NEWS

“Know Before You Fly” Reminds UAS Users to Respect Wildfire Operations

WASHINGTON — The Know Before You Fly campaign today urged operators of unmanned aircraft systems (UAS) to respect temporary flight restrictions (TFRs) over and around wildfires after recent incidents in San Bernardino National Forest in California halted the airborne firefighting operations for some time.

“There should be no traffic within the boundaries of a TFR – manned or unmanned – except for those supporting the operations. Violating restricted airspace has serious consequences,” said Brian Wynne, president and CEO of the Association for Unmanned Vehicle Systems International (AUVSI). “As more and more people operate UAS, newcomers may not know how to check for TFRs or even that they have a responsibility to do so. It is our hope to make these common-sense guidelines, including where one should and shouldn’t fly, more accessible to people increasingly taking to the skies.”

Wildfires or other hazardous conditions often lead to authorities putting in place TFRs, which allow first responders to do their jobs unimpeded and without danger to their aerial support. Violating the TFR may endanger the safety of the operation, and in some cases may ground search and rescue crews until the airspace is cleared, allowing the wildfire to spread. But TFRS do not just apply to wildfires. For stadium events ranging from concerts to NASCAR races to the Super Bowl, model aircraft flights and unmanned aircraft operations are generally restricted.

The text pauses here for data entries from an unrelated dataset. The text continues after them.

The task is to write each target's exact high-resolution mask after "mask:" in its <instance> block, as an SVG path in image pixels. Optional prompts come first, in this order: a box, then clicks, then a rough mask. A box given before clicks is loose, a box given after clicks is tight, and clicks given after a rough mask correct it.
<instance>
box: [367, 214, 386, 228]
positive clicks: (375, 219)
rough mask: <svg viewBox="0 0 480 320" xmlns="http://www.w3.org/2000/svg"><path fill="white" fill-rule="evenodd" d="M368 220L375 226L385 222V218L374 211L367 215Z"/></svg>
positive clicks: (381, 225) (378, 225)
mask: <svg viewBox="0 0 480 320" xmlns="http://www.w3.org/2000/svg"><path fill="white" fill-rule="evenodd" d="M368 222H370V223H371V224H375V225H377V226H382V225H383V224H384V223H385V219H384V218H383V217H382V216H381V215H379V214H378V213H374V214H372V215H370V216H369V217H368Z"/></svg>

“TFRs are put in place for a reason. Regardless of whether they are over large crowds, emergency situations or stadium events such as Major League Baseball games, it is important that people respect these restrictions to ensure the safety of all involved,” added Dave Mathewson, executive director of the Academy of Model Aeronautics (AMA). “TFRs often pop up on short notice, so I encourage model aircraft and UAS operators to check the FAA website before taking the skies.”